Mr. Brown entertains the radical notion that the state shouldn’t spend every dime it collects all at once. He’s urging spending restraint in a budget that must be approved by July 1. His most effective weapon is a November ballot proposition to establish a rainy-day fund which he says “allows the state to save for the future while paying down its debts and unfunded liabilities.” It would stash 1.5 percent of annual revenue, about $1.6 billion, for use in an “emergency.” It’s such common sense that voters should approve it easily.
It’s such a good idea, in fact, that then-Gov. Arnold Schwarzenegger established a 3 percent rainy-day fund a decade ago, but the big-spending Democrats in the Assembly dipped into it at every opportunity, and soon it was gone.
“When money comes in, we spend it — and lots more,” Mr. Brown says. “That’s my No. 1 concern, to keep trust with the people’s money and not go back to the massive deficits of the past.”
He sounds persuaded, but a look at his 2015 budget shows spending going up by 8.5 percent, from $98 billion to $107 billion. Just about every government agency gets a boost, just not taxpayers who fund the ballooning budget. They are to pay 5.9 percent more, or $6 billion, in increased taxes.

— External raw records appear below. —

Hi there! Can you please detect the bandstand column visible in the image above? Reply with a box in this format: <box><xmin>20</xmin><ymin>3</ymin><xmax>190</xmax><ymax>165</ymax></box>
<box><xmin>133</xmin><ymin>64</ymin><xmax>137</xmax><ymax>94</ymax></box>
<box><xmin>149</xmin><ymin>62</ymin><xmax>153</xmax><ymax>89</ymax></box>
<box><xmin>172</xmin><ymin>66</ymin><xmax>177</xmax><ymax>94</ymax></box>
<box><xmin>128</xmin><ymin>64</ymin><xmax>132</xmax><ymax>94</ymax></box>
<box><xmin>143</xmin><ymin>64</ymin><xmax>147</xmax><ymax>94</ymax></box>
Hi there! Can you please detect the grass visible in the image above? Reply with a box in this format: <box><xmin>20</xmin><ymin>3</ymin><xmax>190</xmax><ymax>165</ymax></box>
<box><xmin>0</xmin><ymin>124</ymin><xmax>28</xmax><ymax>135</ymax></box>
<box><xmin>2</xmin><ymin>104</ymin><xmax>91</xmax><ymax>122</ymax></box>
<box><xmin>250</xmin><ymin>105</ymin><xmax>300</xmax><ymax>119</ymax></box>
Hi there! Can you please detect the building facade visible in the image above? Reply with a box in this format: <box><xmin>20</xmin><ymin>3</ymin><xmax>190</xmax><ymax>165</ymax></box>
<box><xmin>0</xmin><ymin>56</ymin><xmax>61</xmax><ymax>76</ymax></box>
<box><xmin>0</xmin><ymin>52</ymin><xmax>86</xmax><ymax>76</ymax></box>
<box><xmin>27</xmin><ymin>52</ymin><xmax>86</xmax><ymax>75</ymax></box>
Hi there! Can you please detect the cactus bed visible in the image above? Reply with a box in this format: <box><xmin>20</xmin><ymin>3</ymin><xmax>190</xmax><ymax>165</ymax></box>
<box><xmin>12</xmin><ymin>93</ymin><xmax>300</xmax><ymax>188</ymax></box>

This is the usual tax-and-spend liberalism, but in Sacramento, Mr. Brown is considered a tightwad. He must fight elements of his own party who can’t understand that sometimes less has to be less. “It’s not just proposing more ideas,” says Mr. Brown. “We have a lot of ideas. Now we have to make them work.”
Mr. Brown’s credentials as the liberal’s liberal give him the freedom to take positions that astonish his colleagues. He’s against legalizing pot. He has vetoed several gun-control bills that he says would have done nothing for public safety. He rejects a ban on fracking, saying it’s a matter that science should decide.
He isn’t driven by ideology. He’s not out to fundamentally transform his state. He’s not pushing common sense as hard as some Californians wish he would, but the budget would be far worse if Mr. Brown weren’t there and the Assembly Democrats ran the show. He’s no longer Gov. Moonbeam.